Chivalrous idiot, was he? Will smiled at her. “But if I don’t, then when will I get the chance to play the knight? I don’t meet fair ladies every day.”

***

For the second time in five minutes, Anna Arrington had to choke back tears. Poor Juana had another birth pang at that moment, giving her an excuse to look away from the terrible compassion in Sergeant Atkins’ amber-brown eyes. He’d attempted to make a joke of it, but she wasn’t fooled.

She didn’t think Sebastian would beat her. Only once had he ever struck her, when presented with what he believed was proof of her faithlessness and betrayal. Until that dreadful night, Anna had believed herself and Sebastian deeply in love. Swept off her feet by a dignified, grave young cavalry officer, so different from the gentlemen who had courted her during her London Seasons, she had married in haste but also in good faith. She had looked forward to the new adventures awaiting her as an officer’s lady, and she had intended to be his devoted helpmeet. But then one dreadful night she had discovered she had not known her new husband at all.

Two years later, Sebastian still thought her guilty—she had no proof of her innocence, and no amount of chaste, modest behavior would convince him he had misjudged her. But their unhappiness had settled into cold civility rather than heated quarrels. Sebastian had his ways of insulting her, but she had learned to numb her pain and ignore his continual jabs as best she could.

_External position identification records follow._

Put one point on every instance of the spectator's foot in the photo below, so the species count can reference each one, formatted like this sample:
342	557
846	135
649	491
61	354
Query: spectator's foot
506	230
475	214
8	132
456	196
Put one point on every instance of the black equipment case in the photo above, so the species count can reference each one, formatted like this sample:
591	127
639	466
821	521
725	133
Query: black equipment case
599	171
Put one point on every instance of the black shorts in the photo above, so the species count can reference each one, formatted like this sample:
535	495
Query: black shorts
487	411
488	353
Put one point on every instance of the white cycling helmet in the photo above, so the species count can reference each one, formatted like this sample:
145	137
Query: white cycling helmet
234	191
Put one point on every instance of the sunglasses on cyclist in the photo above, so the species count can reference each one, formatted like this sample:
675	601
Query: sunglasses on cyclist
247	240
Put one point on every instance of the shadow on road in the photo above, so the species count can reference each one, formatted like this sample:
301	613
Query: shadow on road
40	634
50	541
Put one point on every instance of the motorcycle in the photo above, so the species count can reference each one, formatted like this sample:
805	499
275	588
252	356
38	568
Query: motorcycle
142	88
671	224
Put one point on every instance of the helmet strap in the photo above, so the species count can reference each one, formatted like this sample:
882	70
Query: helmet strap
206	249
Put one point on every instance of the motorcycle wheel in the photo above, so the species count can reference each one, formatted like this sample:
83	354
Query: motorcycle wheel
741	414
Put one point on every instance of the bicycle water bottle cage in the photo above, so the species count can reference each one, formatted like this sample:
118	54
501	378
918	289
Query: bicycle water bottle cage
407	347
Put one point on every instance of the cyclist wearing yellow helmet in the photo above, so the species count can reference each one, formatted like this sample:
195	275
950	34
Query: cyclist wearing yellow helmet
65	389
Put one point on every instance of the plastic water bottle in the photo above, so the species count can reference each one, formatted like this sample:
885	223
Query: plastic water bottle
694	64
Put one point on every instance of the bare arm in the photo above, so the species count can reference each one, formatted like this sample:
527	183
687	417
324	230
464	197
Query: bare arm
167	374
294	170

Yet Anna had broken their uneasy truce a fortnight ago, and over Beatriz, of all things. The newly orphaned girl had been left without any family or friends, and Anna had hired her out of pity. It didn’t matter that Beatriz lacked the skills of a lady’s maid. She would learn them soon enough.

But Sebastian hadn’t approved of her hiring a new servant and adding to their expenses without consulting him. He’d ordered her to dismiss Beatriz, saying the girl was a waste of money. Anna had refused and pointed out a fact she had scrupulously avoided mentioning from the beginning of their courtship until that day: every penny he possessed came from the vast fortune her father had left her.

Now their marriage was an open war. Anna knew that if she hadn’t hired Beatriz, something else would’ve set it off soon enough. She’d had enough of letting Sebastian control her, and she loathed the nervous, mousy person she was becoming almost as much as she had grown to despise her husband. If no amount of obedient, decorous behavior would placate him, why continue the pretense?

But for now there was a baby to deliver, and Juana needed better help than she and the two sergeants could offer.

“Beatriz,” she said, “you must take the donkey and ride forward for Señora Gordon and María.”

Beatriz shrank back, wide-eyed. “Go alone? Oh, no, señora.”

Anna sighed. The girl was still so young, barely sixteen, and frightened of her strange new life with a foreign army. “You must, Beatriz. Imagine if it were you or I. Would you not want the best help that could be had? They cannot be far ahead. On the donkey you can go quickly and be safe.”

Beatriz swallowed and nodded. “
Sí, señora.
I will do it.” She untied the donkey and rode away.

“Gracias,”
Juana called after her.

In awkward silence they awaited the next labor pain. Anna searched for something to say that couldn’t lead back to the scene Sebastian had created.

Sergeant Atkins, bless him, stepped into the breach. “You’re from Scotland, aren’t you, ma’am?” he asked, sounding for all the world like a new acquaintance at a dinner or a ball.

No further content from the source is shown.